Nas últimas semanas, duas ações de confisco por parte da população ocorreram em regiões diferentes do país. Em San Juan, dezenas de pessoas invadiram um supermercado no dia 30 de julho. Itens de higiene básica e eletrodomésticos foram levados. No dia 25 de julho, na cidade de Santa Fé, vacas de um caminhão tombado foram abatidas e as carnes levadas pelos argentinos famintos.
Há um século, a Argentina era um dos países mais ricos do mundo. Mas, nos últimos anos, passou de uma crise econômica para outra e tem lutado para manter a inflação sob controle.
Agora, os preços estão subindo no ritmo mais rápido desde a década de 90, com os problemas causados pela impressão de dinheiro e ciclos viciosos de aumento de preços por empresas, agravados por aumentos globais nos custos de fertilizantes para agricultura e importação de gás.
A inflação deve subir 6,7% apenas em setembro, disseram analistas consultados pela Reuters, antes dos dados oficiais que devem ser divulgados nesta sexta-feira. Isso levou o Banco Central a elevar a taxa de juros para 75%, com a possibilidade de outras altas.
O governo está gastando muito mais do que arrecada, apelando para a impressão indiscriminada de dinheiro, o que pressiona a baase monetária e é combustível na fogueira dos preços altos.
Há cinco anos, 17,9% dos argentinos viviam abaixo da linha da pobreza, segundo o Instituto Nacional de Estatísticas (Indec). Hoje, esse índice mais que dobrou, para 37,5%.
Os níveis de pobreza foram superiores a 36% no primeiro semestre de 2022 e a pobreza extrema subiu para 8,8%, cerca de 2,6 milhões de pessoas. Os programas de bem-estar do governo ajudaram a evitar que ela subisse mais, mas ainda há alguns pedidos de mais gastos sociais, apesar dos fundos estatais limitados.
Em 2001, durante uma das piores crises econômicas da Argentina, Sandra Contreras criou o Lujan Barter Club. A entidade está decolando novamente, pois os argentinos, incapazes de acompanhar os preços, procuram trocar itens como roupas velhas por um saco de farinha ou macarrão.
"As pessoas chegam muito desesperadas, seus salários não são suficientes, as coisas estão piorando a cada dia", disse Contreras, acrescentando que elas começam a fazer fila duas horas antes da abertura do clube de trocas, todas as manhãs.
O Estado argentino, agora dirigido pela esquerda, sangra o país para pagar juros aos credores internacionais.
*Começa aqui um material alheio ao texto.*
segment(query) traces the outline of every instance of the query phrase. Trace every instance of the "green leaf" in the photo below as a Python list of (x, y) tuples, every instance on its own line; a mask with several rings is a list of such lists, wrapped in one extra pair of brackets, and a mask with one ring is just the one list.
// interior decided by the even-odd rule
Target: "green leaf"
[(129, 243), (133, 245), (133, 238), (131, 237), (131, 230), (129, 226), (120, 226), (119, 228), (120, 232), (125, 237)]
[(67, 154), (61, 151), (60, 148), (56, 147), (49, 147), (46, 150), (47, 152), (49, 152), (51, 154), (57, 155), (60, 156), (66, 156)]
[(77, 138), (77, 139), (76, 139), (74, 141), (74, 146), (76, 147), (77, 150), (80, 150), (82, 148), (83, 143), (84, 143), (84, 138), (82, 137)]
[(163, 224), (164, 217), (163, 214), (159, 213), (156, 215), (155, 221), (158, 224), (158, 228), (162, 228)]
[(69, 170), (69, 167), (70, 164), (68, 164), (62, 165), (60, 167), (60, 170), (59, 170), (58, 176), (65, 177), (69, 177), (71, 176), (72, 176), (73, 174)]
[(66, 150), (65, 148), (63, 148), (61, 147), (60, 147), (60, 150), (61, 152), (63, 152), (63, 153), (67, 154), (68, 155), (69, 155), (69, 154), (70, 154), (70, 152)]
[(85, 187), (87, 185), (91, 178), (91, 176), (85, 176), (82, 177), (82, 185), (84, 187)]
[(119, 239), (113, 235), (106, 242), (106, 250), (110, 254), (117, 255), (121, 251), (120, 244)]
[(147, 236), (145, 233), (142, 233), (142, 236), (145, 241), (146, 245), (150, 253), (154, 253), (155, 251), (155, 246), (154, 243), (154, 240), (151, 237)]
Em abril, milhares de manifestantes marcharam até o palácio do governo para exigir emprego e maior assistência do Estado em planos sociais e alimentação, ao presidente Alberto Fernández.
David Miazzo, economista-chefe da Fundação Agrícola para o Desenvolvimento da Argentina (FADA), disse à Rádio CNN que “tudo começa com um grande desequilíbrio fiscal, que se torna um desequilíbrio monetário devido à impressão para financiar o déficit. Um desequilíbrio cambial, porque o objetivo do governo é manter o dólar oficial como taxa de câmbio e âncora nominal. E tudo isso gera um atraso profundo no câmbio oficial. Hoje, 130 pesos parecem um valor artificial, porque as pessoas e as empresas estão dispostas para fugir do peso em 330”.
Quando o atual presidente peronista, Alberto Fernández, venceu as eleições em 2019 e sucedeu o governo de Mauricio Macri, a situação econômica já era ruim. De lá para cá, só fez piorar.